Volvo Group said its team of researchers and engineers will use alternative engine designs and an integrated system approach to build a lightweight tractor-trailer concept that will exceed the freight efficiency goal of 100% improvement on a ton-mile-per-gallon basis compared to a 2009 baseline. The team is also tasked with demonstrating powertrain capable of 55% brake thermal efficiency.
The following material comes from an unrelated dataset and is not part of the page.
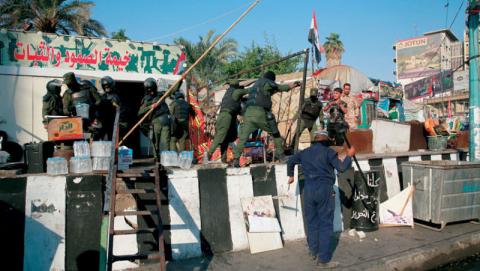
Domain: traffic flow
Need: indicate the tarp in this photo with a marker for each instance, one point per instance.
(346, 74)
Volvo Group and its partners will match the development funds dollar-for-dollar.
To achieve these goals, the company plans to leverage its experience in vehicle development along with established partnerships with advanced technology and trailer equipment vendors.
Those partners include Michelin Americas Research Company for tires, Wabash National for trailers, Metalso for lightweight frames, Johnson-Matthey for exhaust aftertreatment systems, and Peloton Technology for platooning and connected vehicle tech.
Volvo will also partner with Oak Ridge National Laboratory for aftertreatment testing and analysis, Pennsylvania State University for connected vehicle testing, Knight Transportation for long-haul fleet, and Wegmans Food Market for regional-haul fleet.
The news comes as Volvo prepares to unveil its first SuperTruck concept from the original program in mid-September.
Other SuperTruck II Projects
The $20 million is part of a larger investment by the Department of Energy to develop next generation fuel-efficiency technology for commercial and passenger vehicles. Other manufacturers being funded as part of the SuperTruck II initiative are Daimler Trucks North America, Peterbilt, Cummins, and Navistar.
Cummins will design and develop a new more-efficient engine and advanced drivetrain and vehicle technologies.By reducing drag and rolling resistance, Peterbilt will work with Cummins to improve aerodynamics by 15% in all wind directions to gain up to 7.5% better fuel economy.
Peterbilt said it will also improve efficiency through auxiliary systems, such as air compressors, power steering pumps and cooling pumps. To reduce rolling resistance, Peterbilt will team with tire manufacturing partners to investigate alternative compounds and tire configurations for optimized surface contact.
Daimler Trucks North America will develop and demonstrate a tractor-trailer combination using a suite of technologies including active aerodynamics, cylinder deactivation, hybridization, and the electrification of accessories.
Navistar will design and develop a vehicle and powertrain with electrified engine components that can enable higher engine efficiency and a significantly more aerodynamically reengineered cab.